Einführung der Reformation in der Amtsstadt Schorndorf durch Herzog Ulrich

Rückkehr des Herzogs, Ende der Fremdherrschaft, Schorndorf wird evangelisch

 

B5: Herzog Ulrich von Württemberg (1487 - 1550) Holzschnitt um 1545


13. Mai 1534
Schlacht von Lauffen am Neckar. Sieg der hessischen Truppen unter der Führung des evangelischen Landgrafen Philipp von Hessen über die katholischen Habsburger.

Folgen für das Herzogtum Württemberg:
- Ende der Fremdherrschaft der österreichischen Habsburger  
- Erneute Machtübernahme durch Herzog Ulrich mit Unterstützung des hessischen Landgrafen unter dessen Schutz er seit 1527 stand
- Sofortige Einführung der Reformation

16. Mai 1534
Erster evangelischer Gottesdienst in der Stiftskirche Stuttgart

September 1534
Beauftragung des Theologen Erhard Schnepf mit der Durchführung der Reformation  in den nördlichen Teilen des Herzogtums 

Einführung der Reformation in Schorndorf

1534/1535   
Visitationsbesuche von Erhard Schnepf  
Treffen mit den Geistlichen der Stadt. Information über die  Absichten des Herzogs und Befragung „Wer ist für die Reformation?“

- Zum evangelischen Glauben bekannten sich:
   Kaplan Kindsvater:  Versetzung auf die Pfarrei Schornbach
   Kaplan Konzmann:  Ernennung zum Diakon, für Haubersbronn zuständig
   Prädikant Bertsch: Beibehaltung seiner Predigerstelle
   (1538: Ernennung zum Stadtpfarrer auf Wunsch der Schorndorfer Bevölkerung)

- Den neuen Glauben nicht annehmen wollten:
  Pfarrer Schertlin: Wegzug aus dem Herzogtum, Neustart in einem katholischen Gebiet
  Kaplan Leinecker: Versetzung ins Kloster Maulbronn, das zu einem Sammelkloster für alle  
  alte Geistlichen wurde, die sich nicht zum neuen Glauben bekennen wollten.  

- Kompromisslösungen:  

   Ämterverzicht von vier betagten Kaplanen, die eine lebenslange Rente erhielten.

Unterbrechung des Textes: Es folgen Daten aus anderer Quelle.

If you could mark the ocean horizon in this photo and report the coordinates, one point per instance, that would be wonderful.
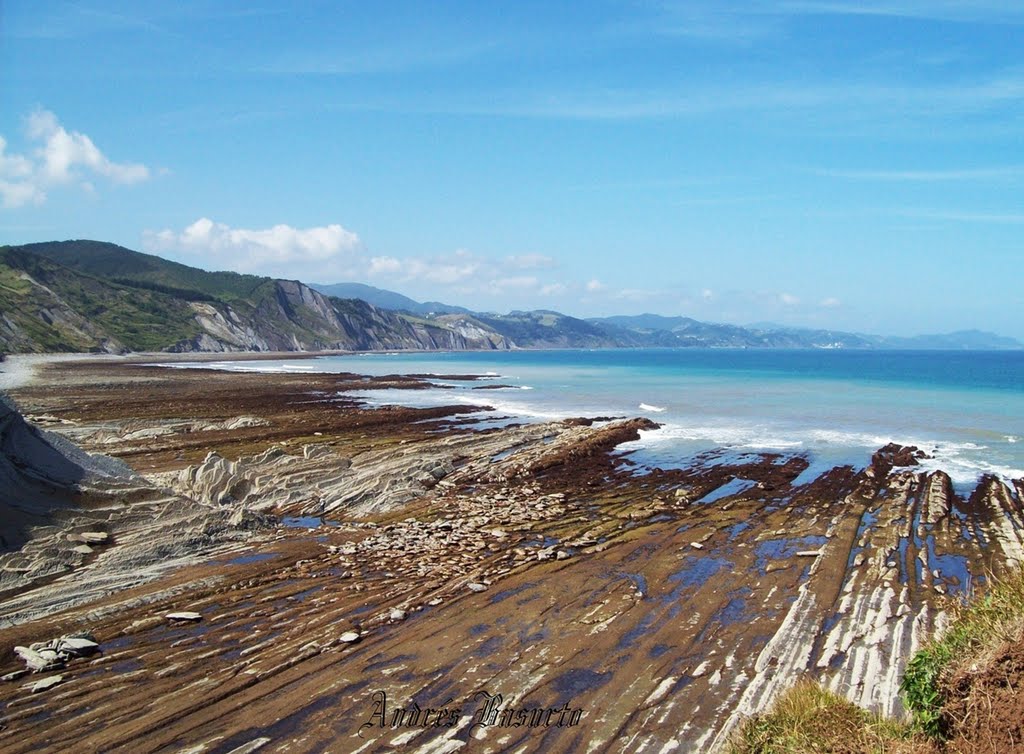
(964, 409)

- Reduzierung der bisher vierzehn geistlichen Stellen auf vier.
  (Stadtpfarrer Himmelberger aus Kempten, Diakon Konzmann, Pfarrer Kindsvater sowie
   Prediger Bertsch, dessen Stelle – wie die Jahre zuvor – aus einer städtischen Stiftung
   bezahlt wurde)
- Teilweise Einzug des Vermögens der aufgehobenen Stellen durch den Staat
  Verbleib des restlichen Teils in der Stadt zur Unterstützung des Spitals

- Bezahlung fester Gehälter in Geld- und Naturalleistungen für Pfarrer und Prediger
   (Verbesserung gegenüber den vormals schwankenden Einkünften)

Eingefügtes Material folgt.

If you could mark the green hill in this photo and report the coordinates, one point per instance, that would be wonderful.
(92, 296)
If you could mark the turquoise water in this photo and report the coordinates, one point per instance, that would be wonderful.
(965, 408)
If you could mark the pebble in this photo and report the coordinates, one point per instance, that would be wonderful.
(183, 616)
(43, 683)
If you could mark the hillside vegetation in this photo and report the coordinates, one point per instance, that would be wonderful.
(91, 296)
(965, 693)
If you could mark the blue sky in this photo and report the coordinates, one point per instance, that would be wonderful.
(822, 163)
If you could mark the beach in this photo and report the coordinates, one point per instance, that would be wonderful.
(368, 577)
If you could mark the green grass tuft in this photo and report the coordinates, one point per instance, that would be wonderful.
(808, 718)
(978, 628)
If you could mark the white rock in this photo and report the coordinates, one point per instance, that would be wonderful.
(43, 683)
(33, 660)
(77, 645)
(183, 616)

Keine größeren Vorbehalte gegen diese Maßnahmen im Rat der Stadt und in der Bevölkerung. Positive Grundstimmung gegenüber der Lehre Luthers durch die Verbreitung seiner Schriften im Remstal trotz scharfer Maßnahmen der Habsburger gegen die „lutherische Sect“.
Zufriedenheit über die Beendigung der Fremdherrschaft der österreichischen Habsburger.
Erinnerungen an die blutige Niederschlagung des Aufstands „Armer Konrad“ vor 20 Jahren durch den Herzog waren verblasst.

Frühjahr 1535
Verbot des Messgottesdienstes.
Einzug der Kirchenschätze (Messkelche und Messgewänder wurden überflüssig)

Juli 1535  
Neue Klosterordnung
für die 14 Männer- und 12 Frauenklöster in Württemberg
 „Es hatt der tausendt listig Sathan under dem Schain ains Engels des Liechts sonnderlich bey den closterleutten …  vilfaltig eingedrungen …“ 1

Konsequenzen:
- Aufhebung der katholischen Kirchenkonvente in Württemberg
- Einzug des Klostervermögens  
- Vergrößerung des württembergischen Territoriums um rund ein Drittel

Gewissensentscheidung der Mönche und Nonnen: Lossagen vom alten Glauben und im Kloster bleiben oder außer Landes in ein Kloster ihres Ordens abwandern?

27. – 28. Juli 1535
„… gen Stutgarten geantwurt …“
Schorndorfer Kirchenschätze

Nach Stuttgart gebracht, eingeschmolzen und in die herzoglichen Münze verarbeitet wurden: 1 silberne Monstranz,  1 silbernes Rauchfass, 2 silberne Messkännchen, 12 silberne silberne und goldene Messkelche und weitere Gefäße … (T 2)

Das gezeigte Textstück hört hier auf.